¿Sabéis esa sensación de cuando
viajas, llegas de noche a algún lugar y al día siguiente te despiertas como si
todo hubiese sido un sueño?
![]() |
| Catedral y escultura |
Pues esa es
la apreciación que tuvimos al despertarnos, la luz entraba tenue entre las
cortinas de la habitación, la calefacción a gas ya estaba funcionando y no
teníamos muchas ganas de dejar el nórdico que nos permitía sentir el calor, ese
calor tan agradecido cuando está bien entrado el otoño, pero… ¿que nos esperaba ahí fuera?

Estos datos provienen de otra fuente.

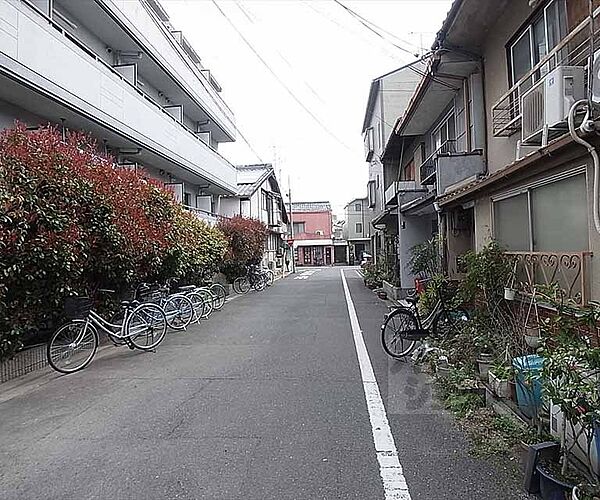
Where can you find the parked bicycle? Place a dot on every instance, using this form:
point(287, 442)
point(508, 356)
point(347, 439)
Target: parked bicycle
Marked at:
point(179, 309)
point(73, 346)
point(403, 327)
point(255, 278)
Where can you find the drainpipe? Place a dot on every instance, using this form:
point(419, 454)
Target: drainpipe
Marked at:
point(588, 125)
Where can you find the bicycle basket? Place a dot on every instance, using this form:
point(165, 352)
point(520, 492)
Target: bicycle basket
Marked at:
point(77, 307)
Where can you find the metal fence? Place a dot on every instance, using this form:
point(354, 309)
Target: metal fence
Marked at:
point(26, 361)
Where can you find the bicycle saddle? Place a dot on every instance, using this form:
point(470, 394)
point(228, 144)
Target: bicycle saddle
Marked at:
point(187, 287)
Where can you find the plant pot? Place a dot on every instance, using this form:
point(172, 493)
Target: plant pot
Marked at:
point(552, 488)
point(499, 386)
point(484, 362)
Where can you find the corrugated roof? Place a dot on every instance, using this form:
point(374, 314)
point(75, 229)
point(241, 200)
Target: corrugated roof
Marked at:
point(311, 206)
point(250, 177)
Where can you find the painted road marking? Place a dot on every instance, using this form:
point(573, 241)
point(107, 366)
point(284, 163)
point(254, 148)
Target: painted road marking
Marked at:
point(306, 274)
point(394, 482)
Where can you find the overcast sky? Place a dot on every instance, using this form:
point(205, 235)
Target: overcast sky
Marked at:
point(325, 58)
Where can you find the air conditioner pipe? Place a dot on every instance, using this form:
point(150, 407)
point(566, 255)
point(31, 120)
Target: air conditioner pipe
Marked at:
point(587, 126)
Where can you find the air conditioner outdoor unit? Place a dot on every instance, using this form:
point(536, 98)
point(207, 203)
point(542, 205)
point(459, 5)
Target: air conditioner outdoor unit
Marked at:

Llevábamos
una guía de viajes de la biblioteca de Santa Cruz de Tenerife que aun no había
abierto, cosa extraña en mí, puesto que soy algo más que maniático en lo
referente a llevar todo mirado para los viajes, y una vez más me dije ”esta vez haremos un viaje tranquilo” pero,
una vez más tenía tantas ganas de conocer y ver cosas que Adriana terminó
desesperándose conmigo, una vez más (gracias por tu paciencia, eres la mejor).
Cuando ya fuimos conscientes de que estábamos en Bruselas, saltamos de la cama
con ganas de ver mundo!!!!
![]() |
| Calles de Bruselas |
Salimos del B&B y nos dirigimos al metro que estaba a cien metros del B&B,
cogimos la línea que nos llevaría al centro para dirigirnos a nuestro primer
destino la Catedral de San Miguel y Santa Gúdula de
Bruselas un edificio gótico rodeado de
imponentes vidrieras que comenzó a construirse en el año 1226 y que en
su interior esconde una bella escultura renacentista titulada “La Virgen y
el Niño” del escultor teutón Conrad Meit.
Aunque el día era gris invitaba a pasear por las calles de
Bruselas, llenas de una nostalgia por ver como los nuevos grandes bulevares dejaban en la sombra a las
pequeñas galerías, pero esto a la vez no tenía por qué ser malo, ya que
investigando un poco descubrimos pequeños rincones llenos de secretos que
disfrutábamos solo aquellos que huíamos del ajetreo de los turistas.